Morning Report: 11 January 2018
11th January 2018 By: Ranko Berich
GBP Sterling weakened further while rumours dominated major FX markets yesterday, as USD and the loonie moved on unsourced reports and anonymous sources. Chancellor Philip Hammond went on a charm offensive in Berlin, telling a business audience that “it takes two to tango”, and appealing for help in creating a “bespoke” trade agreement for Britain that included concessions for the UK financial sector. As if to underline the importance of the issue, recruiters Morgan McKinley said that job vacancies in London’s finance industry fell 52% in December. The Financial Times reported that German officials were less than impressed with the overture. Yesterday’s data included solid Manufacturing Output, and a narrowing in the trade deficit in the three months to November, although Construction Output fell well short of expectations.
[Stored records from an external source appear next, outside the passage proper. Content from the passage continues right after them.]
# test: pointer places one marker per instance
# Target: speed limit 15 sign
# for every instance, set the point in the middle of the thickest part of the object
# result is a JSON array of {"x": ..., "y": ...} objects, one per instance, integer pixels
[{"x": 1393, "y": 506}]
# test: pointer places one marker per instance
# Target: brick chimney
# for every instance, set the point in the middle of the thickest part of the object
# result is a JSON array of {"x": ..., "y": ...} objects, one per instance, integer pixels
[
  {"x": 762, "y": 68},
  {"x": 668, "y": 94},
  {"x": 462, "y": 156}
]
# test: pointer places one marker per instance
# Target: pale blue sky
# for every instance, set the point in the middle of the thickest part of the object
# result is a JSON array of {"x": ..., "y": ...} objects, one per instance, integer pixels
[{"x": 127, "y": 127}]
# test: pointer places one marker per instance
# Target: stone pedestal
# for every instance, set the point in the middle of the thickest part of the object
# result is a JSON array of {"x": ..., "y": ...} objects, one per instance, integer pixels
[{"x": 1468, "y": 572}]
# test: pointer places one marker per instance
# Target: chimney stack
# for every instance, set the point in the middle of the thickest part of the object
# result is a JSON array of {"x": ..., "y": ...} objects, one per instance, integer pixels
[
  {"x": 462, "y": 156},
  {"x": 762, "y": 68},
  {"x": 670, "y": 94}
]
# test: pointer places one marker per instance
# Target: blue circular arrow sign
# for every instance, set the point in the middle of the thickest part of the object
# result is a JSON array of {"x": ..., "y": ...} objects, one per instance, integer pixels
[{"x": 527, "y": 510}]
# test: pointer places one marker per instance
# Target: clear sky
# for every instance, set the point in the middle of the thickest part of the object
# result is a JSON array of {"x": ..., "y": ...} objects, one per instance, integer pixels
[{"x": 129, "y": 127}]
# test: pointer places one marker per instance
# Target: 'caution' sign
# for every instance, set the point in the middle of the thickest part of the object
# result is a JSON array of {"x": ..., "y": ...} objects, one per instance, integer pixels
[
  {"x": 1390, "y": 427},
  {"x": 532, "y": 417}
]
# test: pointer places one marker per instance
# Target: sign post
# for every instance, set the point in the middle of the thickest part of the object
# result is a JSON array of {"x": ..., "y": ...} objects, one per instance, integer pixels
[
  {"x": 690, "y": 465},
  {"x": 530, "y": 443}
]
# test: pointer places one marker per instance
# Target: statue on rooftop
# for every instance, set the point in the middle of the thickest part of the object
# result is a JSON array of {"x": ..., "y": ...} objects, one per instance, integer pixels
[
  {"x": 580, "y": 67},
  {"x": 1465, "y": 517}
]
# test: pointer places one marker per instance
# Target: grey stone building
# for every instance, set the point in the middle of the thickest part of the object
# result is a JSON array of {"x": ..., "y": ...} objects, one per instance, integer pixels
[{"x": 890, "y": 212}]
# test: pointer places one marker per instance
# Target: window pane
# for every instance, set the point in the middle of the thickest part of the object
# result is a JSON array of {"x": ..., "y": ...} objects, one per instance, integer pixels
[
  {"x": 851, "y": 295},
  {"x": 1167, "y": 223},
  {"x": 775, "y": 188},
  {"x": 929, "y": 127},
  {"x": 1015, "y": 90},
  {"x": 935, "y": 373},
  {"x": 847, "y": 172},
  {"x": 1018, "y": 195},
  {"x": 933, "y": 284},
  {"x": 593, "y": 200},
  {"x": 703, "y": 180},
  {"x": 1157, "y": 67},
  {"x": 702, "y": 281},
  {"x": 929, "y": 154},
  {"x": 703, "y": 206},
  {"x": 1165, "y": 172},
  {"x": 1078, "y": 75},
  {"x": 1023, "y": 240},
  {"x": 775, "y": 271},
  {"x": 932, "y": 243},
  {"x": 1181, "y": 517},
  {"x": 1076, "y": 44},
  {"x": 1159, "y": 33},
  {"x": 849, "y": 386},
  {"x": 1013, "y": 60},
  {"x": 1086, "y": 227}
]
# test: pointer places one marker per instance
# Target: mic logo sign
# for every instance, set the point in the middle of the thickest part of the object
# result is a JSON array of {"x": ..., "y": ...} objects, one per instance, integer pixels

EUR The euro took part in the yesterday’s amusing game of “chase the dollar headline”, at first advancing before retreating, and strengthened further against GBP. The single currency was mostly out of the spotlight yesterday, with a slow data calendar. Today at 10:00 GMT Industrial Production figures will be released, followed at 12:30 GMT by the latest meeting minutes from the European Central Bank.
USD Shock headlines dominated yesterday’s trading for USD, when in the late morning various news source began reporting that Chinese officials were looking at reducing use of US treasuries as a future staple of their foreign reserves. USD sold off along with US treasuries, with various benchmark bonds such as the 10 year approaching yield highs for the year or longer. Bond yields move inversely to prices. The move unwound throughout the day, helped along by official Chinese sources from the State Administration of Foreign Exchange issuing a statement saying that earlier stories may have been “fake news”. Producer Prices will be released alongside weekly Unemployment Claims today at 13:30 GMT.
CAD The loonie was put solidly on the back foot yesterday as the risk of a US exit from NAFTA came to the fore. Canadian government officials, speaking anonymously, said that the odds Donald Trump’s US administration would give notice to leave NAFTA were increasing. The next round of NAFTA talks is due to start this month on the 23rd. Today at 13:30 GMT the New House Price Index will be released.
- Telegraph: Jeremy Hunt urged to boost NHS budget as flu crisis marks ‘watershed moment’ for health service. The NHS is at a “watershed moment” and needs tens of billions in extra cash to deliver the required levels of care, hospital bosses have warned.
- Guardian: Brexit: UK could lose half a million jobs with no deal, says Sadiq Khan. A no-deal Brexit could cause the UK to lose half a million jobs and nearly £50bn in investment by 2030, according to an economic forecast commissioned by the mayor of London, Sadiq Khan. The report, which models five possible scenarios for leaving the EU ranging from a near-status quo situation to leaving on World Trade Organisation terms without any transition agreement, warns that the worst option could be a “lost decade” of economic slump.
- Reuters: UK lenders plan to tighten grip on consumer loans – BoE. British lenders are planning to further tighten their grip on consumer lending which has already been slowing in recent months, a Bank of England survey showed on Thursday.